IL LAVORO TEMPORANEO IN OLANDA
L'Olanda è tra i paesi europei quello con l'incidenza più alta di interinali rispetto al totale degli occupati (4%). E anche tra i più liberali nel disciplinare il lavoro temporaneo, regolato da una legge del 1990 sui servizi per l'impiego. Si può infatti ricorrere sempre al lavoro temporaneo, tranne alcuni vincoli previsti in settori specifici (costruzioni, marittimo, trasporto di cose e persone) e fatto salvo, ancora una volta, il divieto di utilizzarlo per sostituire lavoratori in sciopero. E soprattutto non sono posti limiti alla durata della missione: il lavoratore può essere quindi affittato dall'impresa anche a tempo indeterminato, consentendo così l'ipotesi di 'staff leasing'. Niente forma scritta obbligatoria per i contratti, mentre tra lavoratore e agenzia il rapporto di lavoro non necessariamente è di tipo subordinato. Le agenzie di interinale, poi, possono anche svolgere intermediazione di manodopera; per avviare l'attività è comunque necessaria un'autorizzazione specifica. Ai lavoratori temporanei, che ricevono un trattamento paritario rispetto ai dipendenti con qualifiche analoghe, non è riconosciuta nessuna indennità per compensare la precarietà dell'impiego. Quanto ai diritti sindacali, i lavoratori interinali beneficiano delle disposizioni del contratto collettivo applicabile al personale permanente dell'impresa utilizzatrice, ma non possono partecipare ai consigli di impresa n è scioperare.

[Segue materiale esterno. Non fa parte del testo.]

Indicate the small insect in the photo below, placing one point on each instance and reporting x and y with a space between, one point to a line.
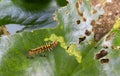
42 49
104 60
87 32
105 46
82 38
101 54
110 36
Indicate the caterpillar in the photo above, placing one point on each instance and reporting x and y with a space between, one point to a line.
42 48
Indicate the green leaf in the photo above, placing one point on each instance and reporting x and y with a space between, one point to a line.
70 57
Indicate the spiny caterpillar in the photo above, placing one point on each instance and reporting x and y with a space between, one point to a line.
42 49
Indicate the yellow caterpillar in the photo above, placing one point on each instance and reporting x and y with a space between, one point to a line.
41 49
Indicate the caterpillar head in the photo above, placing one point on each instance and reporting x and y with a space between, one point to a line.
54 43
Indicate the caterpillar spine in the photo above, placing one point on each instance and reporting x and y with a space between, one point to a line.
42 48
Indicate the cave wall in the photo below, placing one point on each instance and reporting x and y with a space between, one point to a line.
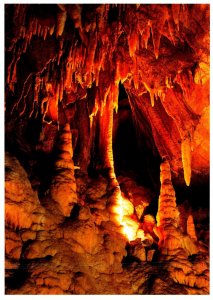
65 116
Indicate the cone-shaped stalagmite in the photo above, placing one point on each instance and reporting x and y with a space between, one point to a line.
63 187
191 228
167 210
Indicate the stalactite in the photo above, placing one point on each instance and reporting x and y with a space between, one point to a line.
186 159
61 20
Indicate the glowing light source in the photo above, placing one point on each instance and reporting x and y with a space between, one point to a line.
125 210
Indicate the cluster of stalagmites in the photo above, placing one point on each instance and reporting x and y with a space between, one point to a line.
50 252
184 256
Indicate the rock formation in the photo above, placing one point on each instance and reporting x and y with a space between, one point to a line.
63 186
98 99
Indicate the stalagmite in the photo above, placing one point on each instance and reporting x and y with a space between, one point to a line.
167 210
63 186
106 129
61 20
119 85
191 228
186 159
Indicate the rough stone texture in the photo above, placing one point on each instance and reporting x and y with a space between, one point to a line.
65 64
63 186
88 254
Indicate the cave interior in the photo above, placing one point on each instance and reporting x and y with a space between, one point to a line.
107 149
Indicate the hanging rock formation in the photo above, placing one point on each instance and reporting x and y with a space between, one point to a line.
96 97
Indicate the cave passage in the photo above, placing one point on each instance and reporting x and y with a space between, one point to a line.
107 118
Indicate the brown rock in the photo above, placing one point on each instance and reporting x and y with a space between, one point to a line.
63 186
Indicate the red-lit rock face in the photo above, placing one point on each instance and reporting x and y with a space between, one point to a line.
65 65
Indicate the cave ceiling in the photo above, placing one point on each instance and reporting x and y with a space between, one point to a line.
77 77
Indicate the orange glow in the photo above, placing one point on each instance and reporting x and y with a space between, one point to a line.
125 209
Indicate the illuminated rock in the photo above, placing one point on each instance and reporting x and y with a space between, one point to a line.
63 186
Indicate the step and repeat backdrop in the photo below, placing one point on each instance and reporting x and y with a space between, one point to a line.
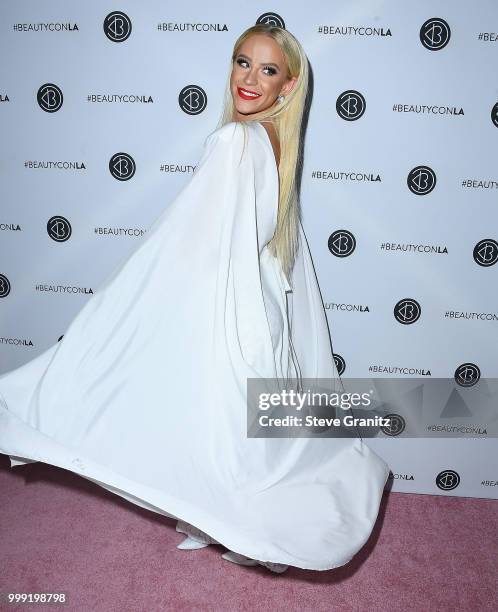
104 111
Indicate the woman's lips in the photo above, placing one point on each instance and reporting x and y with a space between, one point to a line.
245 94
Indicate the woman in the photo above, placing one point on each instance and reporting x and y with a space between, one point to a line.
145 395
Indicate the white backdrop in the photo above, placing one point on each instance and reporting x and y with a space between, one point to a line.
104 109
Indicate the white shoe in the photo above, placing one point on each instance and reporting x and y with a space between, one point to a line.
239 559
234 557
191 544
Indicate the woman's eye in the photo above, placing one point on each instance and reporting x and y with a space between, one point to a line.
270 69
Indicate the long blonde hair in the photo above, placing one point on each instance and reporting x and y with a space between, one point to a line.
287 118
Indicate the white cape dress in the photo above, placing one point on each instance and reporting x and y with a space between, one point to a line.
145 394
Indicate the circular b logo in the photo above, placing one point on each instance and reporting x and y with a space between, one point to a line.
486 252
341 243
407 311
447 480
58 228
192 99
494 115
271 19
350 105
435 34
49 98
396 425
467 374
117 26
122 166
4 286
421 180
340 364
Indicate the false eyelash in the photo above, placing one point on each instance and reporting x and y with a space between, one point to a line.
273 71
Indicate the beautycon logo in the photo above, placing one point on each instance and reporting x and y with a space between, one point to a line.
421 180
485 252
350 105
341 243
49 97
467 374
435 34
122 166
117 26
407 311
59 228
192 99
271 19
4 286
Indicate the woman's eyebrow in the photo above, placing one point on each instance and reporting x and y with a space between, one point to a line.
261 64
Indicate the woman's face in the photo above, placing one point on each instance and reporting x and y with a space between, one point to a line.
259 76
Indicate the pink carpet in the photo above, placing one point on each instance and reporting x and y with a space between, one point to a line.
60 532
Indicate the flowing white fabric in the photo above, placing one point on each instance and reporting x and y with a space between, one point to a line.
145 394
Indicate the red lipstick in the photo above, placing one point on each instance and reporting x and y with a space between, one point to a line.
245 94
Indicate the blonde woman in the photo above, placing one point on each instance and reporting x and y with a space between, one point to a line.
146 393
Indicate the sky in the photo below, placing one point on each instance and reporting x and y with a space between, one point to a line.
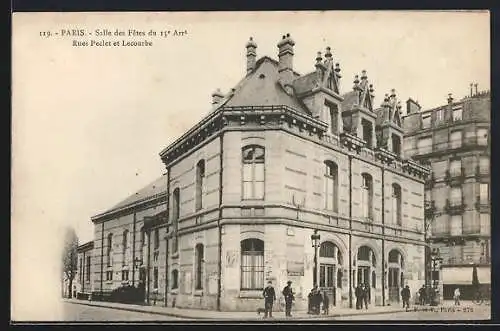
89 122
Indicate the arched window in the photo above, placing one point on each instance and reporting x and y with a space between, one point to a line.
199 259
396 204
125 247
200 177
109 251
252 264
175 218
331 186
253 158
175 279
367 195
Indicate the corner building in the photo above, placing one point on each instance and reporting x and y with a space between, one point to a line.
280 156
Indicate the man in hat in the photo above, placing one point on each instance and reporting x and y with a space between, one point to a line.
288 294
405 295
269 298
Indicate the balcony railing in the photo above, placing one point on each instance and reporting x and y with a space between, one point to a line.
455 206
455 176
430 208
482 172
429 182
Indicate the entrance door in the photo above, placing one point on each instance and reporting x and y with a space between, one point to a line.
364 278
327 281
393 284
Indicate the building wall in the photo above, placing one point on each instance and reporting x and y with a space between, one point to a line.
117 226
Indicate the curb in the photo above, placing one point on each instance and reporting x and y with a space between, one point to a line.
184 316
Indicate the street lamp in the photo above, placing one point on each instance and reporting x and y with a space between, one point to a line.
315 237
137 264
435 260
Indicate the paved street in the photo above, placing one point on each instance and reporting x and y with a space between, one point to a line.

IL LAVORO TEMPORANEO NEL REGNO UNITO
Ancora più liberale la regolamentazione dell'interinale nel Regno Unito, dove non esiste una disciplina specifica (il quadro di riferimento è tracciato da due norme del 1994 e del 1973) per i 254.000 lavoratori temporanei (0,9% degli occupati). Il ricorso al lavoro temporaneo è sempre lecito: l'unico divieto si incontra per la sostituzione dei lavoratori in sciopero. Come in Olanda, è ammesso inoltre lo 'staff leasing': la missione presso l'impresa utilizzatrice può andare avanti infatti anche a tempo indeterminato. Non esistono regole particolari per stipulare i contratti di fornitura e di prestazione di lavoro temporaneo, che non necessariamente si basa su un rapporto di lavoro subordinato. N è serve un'autorizzazione specifica per le agenzie, basta una semplice dichiarazione alle autorità fiscali e l'iscrizione al registro commerciale. Inoltre, è possibile svolgere parallelamente anche attività di collocamento. Niente diritto di sciopero per il lavoratore interinale e per il trattamento retributivo non sono previsti parametri di riferimento: normalmente risulta di molto inferiore a quello dei lavoratori dell'impresa utilizzatrice che svolgono mansioni analoghe.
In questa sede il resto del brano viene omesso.